Yellen has already warned that there is no easy way to reprogram the government’s payment systems to favor one set of recipients over another.

“Treasury systems have all been built to pay all of our bills when they’re due and on time, and not to prioritize one form of spending over another,” she said earlier this year.

Wells Fargo economists said in a recent note to clients that even if a payment prioritization plan were implemented, such a plan “would be entirely experimental and would still come with a litany of legal, technical, economic and political challenges.”

“The economic impact of a default is highly uncertain since that has never happened previously, but economic modeling suggests the fallout could be quite severe,” they wrote.

The consequences are already playing out

Since Yellen announced that a debt default could happen within the first few days of June, short-term U.S. borrowing costs have soared as investors demand greater return for the risk that they won't be paid on time.

This was predictable: In fact, the U.S. did default once, by accident. In 1979, a series of events including the failure of word-processing equipment caused a temporary delay in payments to investors redeeming U.S. Treasury bills, Reuters has reported.

Afterward, the cost of borrowing money for the U.S. increased by 0.6%, the wire service said, adding that an academic paper published a decade later argued that the ratcheting up of borrowing costs for the U.S was permanent.

If the U.S. were to default again, the result would be the same, said Gleckman.

“The primary effect would be interest rates going up significantly,” Gleckman said. “And they’re already going up quickly and steeply. What this would do is accelerate movement toward higher interest rates.”

As many consumers have learned since the Federal Reserve began its campaign last year to make borrowing more expensive in a bid to slow inflation, higher interest rates affect everything from credit cards to auto loans, student loans and mortgages.

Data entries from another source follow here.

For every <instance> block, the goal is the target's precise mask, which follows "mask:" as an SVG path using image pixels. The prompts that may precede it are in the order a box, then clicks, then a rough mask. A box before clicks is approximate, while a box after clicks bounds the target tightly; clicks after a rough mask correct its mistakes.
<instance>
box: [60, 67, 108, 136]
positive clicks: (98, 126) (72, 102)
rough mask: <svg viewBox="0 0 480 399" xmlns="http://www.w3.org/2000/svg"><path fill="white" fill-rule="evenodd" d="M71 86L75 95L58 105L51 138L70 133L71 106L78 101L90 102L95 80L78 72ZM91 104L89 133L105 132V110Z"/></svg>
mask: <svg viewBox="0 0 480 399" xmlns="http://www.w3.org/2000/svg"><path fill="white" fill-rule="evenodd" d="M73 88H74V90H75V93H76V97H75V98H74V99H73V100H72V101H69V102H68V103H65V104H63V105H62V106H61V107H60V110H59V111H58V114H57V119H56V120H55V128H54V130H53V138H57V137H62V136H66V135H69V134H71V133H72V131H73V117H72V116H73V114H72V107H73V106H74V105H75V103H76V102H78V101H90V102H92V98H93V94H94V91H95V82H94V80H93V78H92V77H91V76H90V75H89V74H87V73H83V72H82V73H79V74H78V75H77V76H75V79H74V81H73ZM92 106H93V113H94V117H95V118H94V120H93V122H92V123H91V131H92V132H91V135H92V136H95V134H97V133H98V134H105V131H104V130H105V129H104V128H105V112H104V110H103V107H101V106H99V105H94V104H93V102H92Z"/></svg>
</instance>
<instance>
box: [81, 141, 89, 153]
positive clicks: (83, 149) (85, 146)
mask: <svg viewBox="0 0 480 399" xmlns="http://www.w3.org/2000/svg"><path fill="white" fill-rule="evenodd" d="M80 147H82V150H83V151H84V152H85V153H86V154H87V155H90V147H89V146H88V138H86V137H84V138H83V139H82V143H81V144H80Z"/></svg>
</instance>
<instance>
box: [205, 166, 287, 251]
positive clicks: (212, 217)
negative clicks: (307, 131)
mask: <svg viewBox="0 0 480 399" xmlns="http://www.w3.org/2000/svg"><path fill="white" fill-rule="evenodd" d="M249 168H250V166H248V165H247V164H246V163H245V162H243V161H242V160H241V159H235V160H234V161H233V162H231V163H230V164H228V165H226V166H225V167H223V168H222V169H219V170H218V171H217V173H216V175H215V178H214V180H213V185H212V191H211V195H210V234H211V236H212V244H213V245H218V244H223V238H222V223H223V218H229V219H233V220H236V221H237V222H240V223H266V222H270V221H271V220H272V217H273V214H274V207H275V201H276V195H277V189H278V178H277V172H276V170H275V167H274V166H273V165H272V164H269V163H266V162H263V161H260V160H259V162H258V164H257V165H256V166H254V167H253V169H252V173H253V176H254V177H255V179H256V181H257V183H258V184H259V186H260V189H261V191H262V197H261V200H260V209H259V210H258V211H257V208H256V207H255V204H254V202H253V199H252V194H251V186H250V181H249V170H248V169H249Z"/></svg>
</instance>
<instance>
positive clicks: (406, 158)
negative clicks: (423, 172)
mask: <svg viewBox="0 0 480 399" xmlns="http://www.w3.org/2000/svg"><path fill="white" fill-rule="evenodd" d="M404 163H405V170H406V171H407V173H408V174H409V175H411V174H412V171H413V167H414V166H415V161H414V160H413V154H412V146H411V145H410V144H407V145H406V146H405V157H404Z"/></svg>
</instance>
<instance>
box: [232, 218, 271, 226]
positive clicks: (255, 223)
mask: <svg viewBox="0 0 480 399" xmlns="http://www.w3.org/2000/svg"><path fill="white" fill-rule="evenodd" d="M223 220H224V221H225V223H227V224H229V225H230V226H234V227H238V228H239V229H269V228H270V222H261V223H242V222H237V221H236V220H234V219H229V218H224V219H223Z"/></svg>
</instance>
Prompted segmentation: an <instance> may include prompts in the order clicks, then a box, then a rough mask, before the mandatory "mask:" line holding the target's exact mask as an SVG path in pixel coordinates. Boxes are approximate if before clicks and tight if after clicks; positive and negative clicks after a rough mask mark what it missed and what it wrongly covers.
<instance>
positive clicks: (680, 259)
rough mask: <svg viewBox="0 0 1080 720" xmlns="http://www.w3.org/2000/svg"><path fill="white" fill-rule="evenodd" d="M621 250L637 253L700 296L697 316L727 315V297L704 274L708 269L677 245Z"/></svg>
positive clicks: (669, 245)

Meanwhile, businesses are likely to already be experiencing greater difficulty getting loans and hiring more workers, Gleckman noted.

Many commercial interest rates have already gone up in recent months in the wake of the collapses of Silicon Valley Bank and First Republic Bank.

The debt default deliberations also caused ratings agency Fitch to place the U.S.’s triple-A credit rating on watch for a potential downgrade.

“The brinkmanship over the debt ceiling, failure of the U.S. authorities to meaningfully tackle medium-term fiscal challenges that will lead to rising budget deficits and a growing debt burden signal downside risks to U.S. creditworthiness,” Fitch analysts wrote this week.